After Cheyne collapsed, the investors filed suit against Morgan Stanley, which had promoted and distributed the notes; Bank of New York Mellon, which had provided certain custodial and administrative services for Cheyne; and the rating agencies (including Moody’s and S&P and their corporate parents). The plaintiffs asserted thirty-two claims under twelve different legal theories. Essentially, the plaintiffs alleged common law fraud under New York law; common law tort claims alleging misrepresentation; and assertions based on alleged breach of contract. The defendants moved to dismiss.


Judge Scheindlin’s Opinion

The rating agencies moved to dismiss the plaintiffs’ fraud allegations, arguing that their ratings were protected by the First Amendment and represented non-actionable opinion.


Judge Scheindlin rejected the rating agencies’ attempt to rely on the First Amendment, noting that "where a rating agency has disseminated their ratings to a select group of investors rather than to the public at large, the rating agency is note afforded the same protection." Judge Scheindlin held that here, because the Cheyne note ratings were provided only to "a select group of investors" as part of a private placement, the First Amendment defense is inapplicable.
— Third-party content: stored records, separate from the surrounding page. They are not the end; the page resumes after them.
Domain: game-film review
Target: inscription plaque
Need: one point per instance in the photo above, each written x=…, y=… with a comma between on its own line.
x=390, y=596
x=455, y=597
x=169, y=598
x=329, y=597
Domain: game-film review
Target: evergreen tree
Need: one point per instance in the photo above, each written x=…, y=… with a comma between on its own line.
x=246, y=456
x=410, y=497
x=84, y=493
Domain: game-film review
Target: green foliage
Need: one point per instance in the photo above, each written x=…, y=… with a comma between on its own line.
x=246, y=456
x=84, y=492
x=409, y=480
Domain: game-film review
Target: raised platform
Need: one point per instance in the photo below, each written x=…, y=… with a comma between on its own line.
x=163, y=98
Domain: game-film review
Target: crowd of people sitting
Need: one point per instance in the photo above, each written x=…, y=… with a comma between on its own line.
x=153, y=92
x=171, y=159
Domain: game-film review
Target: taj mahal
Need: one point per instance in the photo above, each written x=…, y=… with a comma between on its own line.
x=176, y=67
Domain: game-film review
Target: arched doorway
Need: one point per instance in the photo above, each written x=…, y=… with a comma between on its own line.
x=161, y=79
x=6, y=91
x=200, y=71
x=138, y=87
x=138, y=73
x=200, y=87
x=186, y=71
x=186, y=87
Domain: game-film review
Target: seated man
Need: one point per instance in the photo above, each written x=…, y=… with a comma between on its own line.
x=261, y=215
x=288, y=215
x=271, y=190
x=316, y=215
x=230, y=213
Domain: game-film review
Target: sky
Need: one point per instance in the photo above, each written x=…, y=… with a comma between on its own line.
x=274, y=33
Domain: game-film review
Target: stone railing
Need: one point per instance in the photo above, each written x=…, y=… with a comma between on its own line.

Judge Scheindlin further rejected the rating agencies’ argument that their ratings were in any event non-actionable opinion, holding that the "plaintiffs have sufficiently pled that the Rating Agencies did not genuinely or reasonably believe that the ratings they assigned to the Rated Notes were accurate and had a basis in fact."


In finding that the plaintiffs had adequately alleged that the rating agencies did not reasonably believe the rating had a basis in fact, Judge Scheindlin among other things noted that the complaint alleged that the ratings "appeared to investors to equate the Rated Notes to other investments" such as investment grade bonds, though the notes "in reality and unbeknownst to investors, differed materially"; that, contrary to representations, the SIV’s portfolio consisted of more that 55% of RMBS, which "made the SIV a risky investment and certainly not deserving of high ratings."


The complaint further alleges that the rating agencies were subject to numerous conflicts of interest. Thus, even the rating agencies allegedly were aware that "the process used to derive ratings was deeply flawed and unreliable," but they nonetheless issued the ratings because they were compensated by a fee "substantially larger than normally received" and their fee was "directly connected to the success of the Cheyne SIV." These conflicts "compromised the objectivity of the ratings."


Judge Scheindlin further found that the plaintiffs had adequately pled scienter, based on the complaint’s allegations of motive and opportunity. She noted that the complaint alleged that the rating agencies knew Morgan Stanley would have "taken its business elsewhere" if the notes did not receive the desired rating, and in exchange for their "unreasonably high ratings" the rating agencies received "fees in excess of three times their normal fees."


With respect to motive and opportunity, the complaint further alleged that the rating agencies’ "remuneration was dependent on the successful sale of the Rated Notes," and that "they could sell successfully only if they were highly rated."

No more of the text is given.